Shedding – a public sector, government unit sells off its assets or services which are then either undertaken by a private firm or discontinued. Most international examples of privatization fit into the category of shedding, such as when a national government sells a public airport, as the Thatcher government in Great Britain has on several occasions. Ecorse Receiver Louis Schimmel has used shedding as a strategy to sell the Department of Public Works Building and city ice arena.
User Fees – a public sector, government unit applies the cost of a service to the consumers of the service. The user fee introduces a pricing mechanism into the delivery of a government service, imposing a cost only on those who choose to use it, while giving others the option not to purchase the service. The user fee allocates the cost of public services more equitably, and reduces government control to a minimum. Admission fees to Downriver public ice arenas and other recreational facilities fit the definition of user fees.

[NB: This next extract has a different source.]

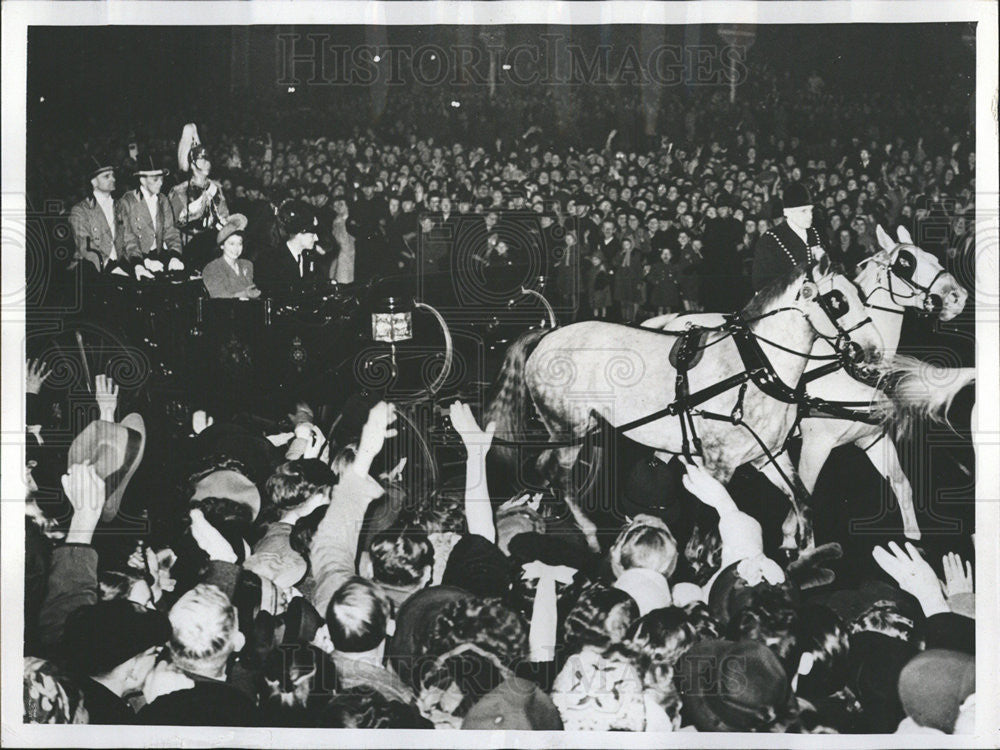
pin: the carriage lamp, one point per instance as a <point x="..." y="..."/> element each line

Vouchers – a public sector, government unit provides a benefit or service, but gives the user maximum flexibility to select from competing private vendors. Some suggest that education be considered a voucher candidate.
For Downriver community leaders, it is extremely important to realize that business firms "vote with their feet," so to speak, in the economic marketplace. An important aspect of economic development is not just tax burden, but the mix of taxes and services.  The high and increasing tax burdens of the Downriver area can only be offset by extraordinary public services. Otherwise, they become economic disincentives. Unfortunately, this has not been generally viewed as the case in the Downriver area.
Downriver has generally been perceived as an area of inefficient municipal government. Two communities in particular have contributed to this perception – Ecorse and River Rouge although other Downriver communities are providing questionable services, and other services in a questionable manner.
Privatization has played a role in improving economic development possibilities in Ecorse, while the concept is being considered in River Rouge.
In Ecorse, privatization of public services has successfully been implemented to reduce a $6 million budget deficit.  Contracting out and shedding have both been utilized. In River Rouge, privatization is an option for reducing the existing $4.4 million budget deficit.